Sugar sensing and signaling in C. albicans. The sugar-sensing network in C. albicans. The faded arrows and proteins represent the situation when sugars are absent. All proteins are represented as circles. Activation is represented with green arrows, while red arrows indicate inhibition. The dashed lines represent the hypothesis. When the CaHgt4 receptor senses glucose, galactose, maltose, or fructose, CaYck2 phosphorylates CaStd1. This is subsequently ubiquitinated by CaGrr1 and broken down by the proteasome. In the absence of a carbon source, CaStd1 functions together with CaRgt1 to repress transcription of the CaHGT genes. The CaHgt transporters allow sugars to enter the cells. When glucose enters the cells, it is converted to pyruvate during glycolysis. In the presence of extracellular glucose, an active CaCdc25 allows the exchange of GDP to GTP on the CaRas proteins. CaRas is now activated and stimulates CaCyr1. Next to activation by CaRas, CaCyr1 needs the stimulus coming from CaGpr1 to be fully activated. CaGpr1 is activated by sensing extracellular molecules, presumably methionine or lactate, which allows the exchange of GDP to GTP on the CaGpa2 proteins. CaGpa2-GTP activates CaCyr1. ATP is converted into cAMP after complete activation of CaCyr1 by CaRas and by CaGpa2. cAMP binds to the regulatory subunits of PKA (CaBcy1) thereby causing them to release the catalytic subunits (CaTpk) causing PKA activation. When N-acetylglucosamine enters the cells via CaNgt1, it can be metabolized to fructose-6-phosphate by CaHxk1, CaDac1, and CaNag1. The hypothesis is that fructose-6-phosphate can be converted into galactose by the action of the CaGal enzymes. The galactose metabolism in C. albicans remains a mystery, but the expression of the CaGAL genes is found to be regulated by CaCph1 and CaRgt1. CaSnf1 can be phosphorylated by CaSak1 but no more in this pathway has been revealed.

Figure 4

Sugar sensing and signaling in C. glabrata.
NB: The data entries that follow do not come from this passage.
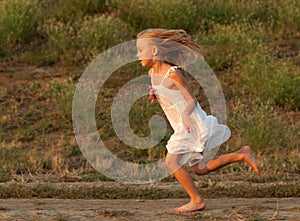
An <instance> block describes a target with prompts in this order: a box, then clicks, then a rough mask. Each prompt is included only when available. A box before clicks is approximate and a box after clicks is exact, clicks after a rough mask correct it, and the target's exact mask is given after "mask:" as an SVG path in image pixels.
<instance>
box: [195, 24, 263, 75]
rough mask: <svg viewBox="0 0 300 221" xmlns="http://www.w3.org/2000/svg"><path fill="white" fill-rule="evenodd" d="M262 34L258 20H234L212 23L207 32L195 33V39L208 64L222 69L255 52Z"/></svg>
mask: <svg viewBox="0 0 300 221" xmlns="http://www.w3.org/2000/svg"><path fill="white" fill-rule="evenodd" d="M263 34H264V27H263V26H262V24H261V23H259V22H256V23H255V24H249V23H247V22H243V23H237V22H234V23H233V24H229V25H225V24H218V23H213V24H212V25H211V29H210V30H209V31H208V32H207V33H203V32H198V33H196V34H195V39H196V40H197V41H198V42H199V44H200V45H203V46H202V47H203V48H204V51H205V55H206V56H205V57H206V60H207V62H208V63H209V65H210V66H211V67H213V68H214V69H220V70H222V69H227V68H229V67H230V66H232V65H233V64H235V63H236V62H237V61H238V60H239V59H240V58H242V57H243V56H245V55H247V54H249V53H253V52H255V51H256V50H257V48H258V47H260V44H261V42H262V36H263ZM241 45H242V47H241Z"/></svg>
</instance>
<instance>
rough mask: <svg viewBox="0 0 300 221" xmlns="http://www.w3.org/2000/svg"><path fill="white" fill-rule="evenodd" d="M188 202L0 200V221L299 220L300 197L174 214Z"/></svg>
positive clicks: (157, 201) (215, 203) (223, 203)
mask: <svg viewBox="0 0 300 221" xmlns="http://www.w3.org/2000/svg"><path fill="white" fill-rule="evenodd" d="M187 200H188V199H160V200H136V199H121V200H97V199H92V200H89V199H76V200H71V199H37V198H34V199H0V220H3V221H17V220H18V221H19V220H26V221H27V220H28V221H29V220H30V221H31V220H36V221H38V220H58V221H62V220H72V221H73V220H74V221H75V220H78V221H79V220H80V221H81V220H89V221H93V220H101V221H102V220H103V221H106V220H133V221H134V220H139V221H140V220H147V221H150V220H166V221H167V220H168V221H169V220H182V221H183V220H295V221H296V220H300V198H251V199H243V198H218V199H207V200H206V204H207V208H206V209H205V210H204V211H198V212H191V213H177V212H174V211H173V210H172V208H174V207H177V206H180V205H182V204H184V203H186V202H187Z"/></svg>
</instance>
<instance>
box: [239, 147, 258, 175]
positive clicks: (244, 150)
mask: <svg viewBox="0 0 300 221" xmlns="http://www.w3.org/2000/svg"><path fill="white" fill-rule="evenodd" d="M238 153H241V154H244V161H245V162H246V163H248V164H249V165H250V166H251V167H252V168H253V169H254V170H255V172H256V174H259V168H258V164H257V161H256V159H255V157H254V156H253V155H252V151H251V148H250V147H249V146H244V147H242V148H241V149H240V150H239V151H238Z"/></svg>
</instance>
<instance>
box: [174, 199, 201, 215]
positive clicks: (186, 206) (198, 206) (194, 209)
mask: <svg viewBox="0 0 300 221" xmlns="http://www.w3.org/2000/svg"><path fill="white" fill-rule="evenodd" d="M204 209H205V203H204V202H200V203H196V202H192V201H191V202H189V203H187V204H185V205H183V206H181V207H178V208H175V209H174V211H176V212H180V213H187V212H193V211H199V210H204Z"/></svg>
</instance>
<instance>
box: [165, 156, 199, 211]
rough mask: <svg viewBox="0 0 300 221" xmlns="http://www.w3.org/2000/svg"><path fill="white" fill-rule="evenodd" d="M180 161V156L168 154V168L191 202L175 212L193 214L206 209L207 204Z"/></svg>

The sugar-sensing network in C. glabrata. The faded arrows and proteins represent the situation when sugars are absent. All proteins are represented as circles. Activation is represented with green arrows, while red arrows indicate inhibition. When the CgSnf3/CgRgt2 receptors sense glucose CgYck1 phosphorylates CgStd1. This is subsequently ubiquitinated by CgGrr1 and broken down by the proteasome. In the absence of glucose, CgStd1 functions together with CgRgt1 to repress transcription of the CgHXT genes. The CgHxt transporters allow glucose to enter the cells.